US Freezes Assets of Lashkar's Fundraisers and Senior Commander, Gives Them Terrorist Tag
The US Treasury targeted Hameed ul Hassan and Abdul Jabbar, who it said were responsible for funneling money to Lashkar-e-Taiba and paying salaries to its members.
File photo of a Lashkar-e-Taiba men undergoing training in Pakistan. (PTI photo)
Washington: The United States on Tuesday froze the assets of three Pakistanis it has linked to Lashkar-e-Taiba, the terrorist group behind the deadly 2008 attacks in Mumbai.
The State Department added Abdul Rehman al-Dakhil to its list of "specially designated global terrorists," saying he was a senior commander of the group.
Rehman, who till recently was LeT's divisional commander for the Jammu region, is a longtime member of the US designated Foreign Terrorist Organisation (FTO) and Lashkar e-Taiba (LeT). He was an operational leader for LeT's attacks in India between 1997 and 2001.
In 2004, Dakhil was captured in Iraq by UK forces, then held in US custody in Iraq and Afghanistan until his transfer to Pakistan in 2014. After his release from Pakistani custody, Dakhil returned to work for the LeT. In 2016, Dakhil was the LeT divisional commander for the Jammu region. As of early 2018, Dakhil remained a senior commander in the LeT.
The designation seek to deny Dakhil the resources to plan and carry out terrorist attacks, the State Department said in a statement.
The US Treasury targeted Hameed ul Hassan and Abdul Jabbar, who it said were responsible for funneling money to Lashkar-e-Taiba and paying salaries to its members.

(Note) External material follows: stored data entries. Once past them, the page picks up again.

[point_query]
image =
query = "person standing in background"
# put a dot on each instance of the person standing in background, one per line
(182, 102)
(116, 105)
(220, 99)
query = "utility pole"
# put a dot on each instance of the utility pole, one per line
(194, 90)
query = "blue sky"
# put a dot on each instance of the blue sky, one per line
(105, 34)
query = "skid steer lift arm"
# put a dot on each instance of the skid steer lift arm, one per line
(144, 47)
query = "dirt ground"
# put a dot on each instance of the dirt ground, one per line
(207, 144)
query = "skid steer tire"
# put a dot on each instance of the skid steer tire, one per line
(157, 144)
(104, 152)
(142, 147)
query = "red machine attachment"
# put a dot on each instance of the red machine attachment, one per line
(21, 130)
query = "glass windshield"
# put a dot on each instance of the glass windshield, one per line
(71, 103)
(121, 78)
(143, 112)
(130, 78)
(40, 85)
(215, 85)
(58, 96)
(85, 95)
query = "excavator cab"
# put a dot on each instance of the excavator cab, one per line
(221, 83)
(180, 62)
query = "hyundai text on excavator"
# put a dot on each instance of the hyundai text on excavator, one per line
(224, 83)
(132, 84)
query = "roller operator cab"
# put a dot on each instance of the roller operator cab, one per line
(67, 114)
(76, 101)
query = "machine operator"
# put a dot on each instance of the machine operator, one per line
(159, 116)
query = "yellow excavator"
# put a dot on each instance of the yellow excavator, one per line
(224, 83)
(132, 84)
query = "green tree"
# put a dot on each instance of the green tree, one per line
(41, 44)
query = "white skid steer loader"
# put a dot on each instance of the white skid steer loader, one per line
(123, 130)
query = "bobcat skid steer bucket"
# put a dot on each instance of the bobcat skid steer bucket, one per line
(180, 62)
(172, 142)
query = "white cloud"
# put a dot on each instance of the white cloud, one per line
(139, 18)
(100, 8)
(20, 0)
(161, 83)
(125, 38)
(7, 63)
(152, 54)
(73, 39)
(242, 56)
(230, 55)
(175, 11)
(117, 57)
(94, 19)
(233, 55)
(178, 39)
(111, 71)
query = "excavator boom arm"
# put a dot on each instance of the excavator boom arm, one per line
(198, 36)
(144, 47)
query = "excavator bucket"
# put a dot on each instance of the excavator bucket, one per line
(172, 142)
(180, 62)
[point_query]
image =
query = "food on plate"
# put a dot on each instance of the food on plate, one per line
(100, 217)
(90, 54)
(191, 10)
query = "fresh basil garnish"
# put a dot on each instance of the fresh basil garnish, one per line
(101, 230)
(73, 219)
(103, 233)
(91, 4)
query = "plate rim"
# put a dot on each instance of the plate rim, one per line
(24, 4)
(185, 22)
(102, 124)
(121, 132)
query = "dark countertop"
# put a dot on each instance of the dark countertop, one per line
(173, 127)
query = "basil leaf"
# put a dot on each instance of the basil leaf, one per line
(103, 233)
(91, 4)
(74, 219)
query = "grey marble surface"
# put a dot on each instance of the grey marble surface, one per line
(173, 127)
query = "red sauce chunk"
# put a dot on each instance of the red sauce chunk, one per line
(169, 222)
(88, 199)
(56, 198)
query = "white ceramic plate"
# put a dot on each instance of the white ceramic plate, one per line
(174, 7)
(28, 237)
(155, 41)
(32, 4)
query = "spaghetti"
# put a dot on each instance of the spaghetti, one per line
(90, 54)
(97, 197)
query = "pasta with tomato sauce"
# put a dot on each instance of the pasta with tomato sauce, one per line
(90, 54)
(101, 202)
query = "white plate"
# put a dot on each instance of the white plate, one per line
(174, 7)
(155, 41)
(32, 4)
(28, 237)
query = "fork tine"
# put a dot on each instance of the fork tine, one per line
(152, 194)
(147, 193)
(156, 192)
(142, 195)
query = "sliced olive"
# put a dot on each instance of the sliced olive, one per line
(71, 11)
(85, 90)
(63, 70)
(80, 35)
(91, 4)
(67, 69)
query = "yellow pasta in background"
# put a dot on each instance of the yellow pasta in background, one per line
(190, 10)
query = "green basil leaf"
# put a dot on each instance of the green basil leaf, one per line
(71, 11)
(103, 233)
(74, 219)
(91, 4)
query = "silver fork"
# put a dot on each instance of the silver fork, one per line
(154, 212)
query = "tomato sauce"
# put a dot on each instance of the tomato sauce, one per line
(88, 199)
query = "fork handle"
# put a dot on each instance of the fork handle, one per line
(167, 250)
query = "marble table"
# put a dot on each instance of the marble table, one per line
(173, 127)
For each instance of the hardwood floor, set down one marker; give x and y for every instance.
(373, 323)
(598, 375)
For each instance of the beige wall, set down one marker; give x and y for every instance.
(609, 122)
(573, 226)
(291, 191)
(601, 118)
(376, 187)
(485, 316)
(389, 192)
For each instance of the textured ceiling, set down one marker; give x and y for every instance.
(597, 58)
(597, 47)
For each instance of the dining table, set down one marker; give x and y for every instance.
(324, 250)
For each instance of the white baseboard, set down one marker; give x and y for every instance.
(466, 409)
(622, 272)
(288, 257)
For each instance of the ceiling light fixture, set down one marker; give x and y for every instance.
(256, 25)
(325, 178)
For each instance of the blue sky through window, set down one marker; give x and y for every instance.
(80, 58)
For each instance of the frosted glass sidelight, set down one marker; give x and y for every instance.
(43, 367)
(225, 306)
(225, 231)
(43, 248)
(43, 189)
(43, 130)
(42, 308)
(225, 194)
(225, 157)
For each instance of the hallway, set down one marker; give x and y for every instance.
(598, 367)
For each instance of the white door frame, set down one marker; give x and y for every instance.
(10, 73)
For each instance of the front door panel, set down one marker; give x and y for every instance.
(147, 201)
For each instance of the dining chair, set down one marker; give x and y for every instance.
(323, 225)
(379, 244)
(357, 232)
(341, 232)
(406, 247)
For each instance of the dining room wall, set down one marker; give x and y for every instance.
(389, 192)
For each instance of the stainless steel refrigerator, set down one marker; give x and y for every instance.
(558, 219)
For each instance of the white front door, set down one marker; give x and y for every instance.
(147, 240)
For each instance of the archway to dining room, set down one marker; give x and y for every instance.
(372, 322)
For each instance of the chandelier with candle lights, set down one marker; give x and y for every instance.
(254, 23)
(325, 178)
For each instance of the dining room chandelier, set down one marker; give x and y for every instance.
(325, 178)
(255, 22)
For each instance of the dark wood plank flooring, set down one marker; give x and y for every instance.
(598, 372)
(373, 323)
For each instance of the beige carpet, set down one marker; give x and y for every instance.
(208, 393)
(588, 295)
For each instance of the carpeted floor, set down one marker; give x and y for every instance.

"Treasury’s designations not only aim to expose and shut down Lashkar-e Tayyiba’s financial network, but also to curtail its ability to raise funds to carry out violent terrorist attacks," Sigal Mandelker, the Treasury under-secretary for terrorism and financial intelligence, said in a statement, using an alternate spelling of the group's name.
The designation means all property belonging to the men subject to US jurisdiction are blocked and Americans are prohibited from engaging in transactions with them.
Lashkar-e-Taiba (LeT), or Army of the Pure, is an anti-Indian militant group with historical ties to Pakistan’s top spy agencies. It has been accused of orchestrating numerous attacks, including the 2008 assault in Mumbai that killed 166 people, six of them Americans.